Fine-tune Llama 3 using Direct Preference Optimization

Sunil Kumar Dash 02 May, 2024 • 10 min read

Introduction

Large Language Models have revolutionized productivity by enabling tasks like Q&A, dynamic code generation, and agentic systems. However, pre-trained vanilla models are often biased and can produce harmful content. To improve performance, algorithms like Reinforcement Learning with Human Feedback and Direct Preference Optimization (DPO) can be used. This article focuses on RLHF methods and the implementation of DPO using Unsloth, highlighting the importance of these methods in improving the quality and effectiveness of models in various tasks.

Learning Objectives

Understand the significance of fine-tuning large language models (LLMs) for specific tasks and applications.
Differentiate between RLHF (Reinforcement Learning with Human Feedback) and DPO (Direct Preference Optimization) as fine-tuning approaches for LLMs.
Identify the pros and cons of both RLHF and DPO methods in the context of LLM fine-tuning.
Explore open-source tools available for implementing DPO fine-tuning, such as TRL (Transformers for Reinforcement Learning) library, Axolotl, and Unsloth.
Learn the steps involved in fine-tuning a Llama 3 8B model using DPO with Unsloth, including data preparation, model installation, training, and inference.
Understand the key parameters and hyperparameters involved in training a model using DPO.
Gain insights into the benefits of using Llama 3 models, such as reduced memory footprint and improved inference speed.

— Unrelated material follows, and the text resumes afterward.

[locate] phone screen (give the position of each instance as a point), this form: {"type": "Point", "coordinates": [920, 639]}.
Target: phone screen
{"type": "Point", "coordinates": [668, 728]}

This article was published as a part of the Data Science Blogathon.

What is Llama 3?
What is RLHF?
What is Direct Preference Optimization?
- Pros of Direct Preference Optimization
- Cons of Direct Preference Optimization
Open-source Tools for DPO Training
DPO Fine-tuning with Unsloth
Frequently Asked Questions

What is Llama 3?

The Llama 3 is a family of open-source models recently released by Meta. The model family consists of pre-trained and instruction-tuned chat models with 8B and 70B parameters. Since its release, the model has been well-received by the OSS community. The models have performed well in various benchmarks like MMLU, HUMANEVAL, MATH, etc. The small 8B model especially has outperformed many bigger models. This makes the model ideal for personal uses and edge deployment. However, many use cases require the models to be fine-tuned on a custom dataset to perform well. So, let’s understand what is RLHF and DPO then implement it.

What is RLHF?

RLHF is an alignment technique usually applied after the Supervised Fine-tuning process to drill down certain types of behavior into a base model. For example, the model can be trained to refuse to respond to harmful texts or to avoid hate speeches. This is an important step before releasing the models to the public. Big companies like Google, Meta, and OpenAI spend enormous resources to align the models before releasing them in the wild.

How Does RLHF Work?

The RLHF technique is a two-step process that involves training a reward model on preference data and fine-tuning the base model with reinforcement learning. The preference dataset is a highly curated dataset of accepted and rejected responses from foundational language models. A human data annotator ranks each response to add variability. The reward model is then trained or fine-tuned on the preference data, which can be the same model or different language model. It is possible to use a traditional classification model as well.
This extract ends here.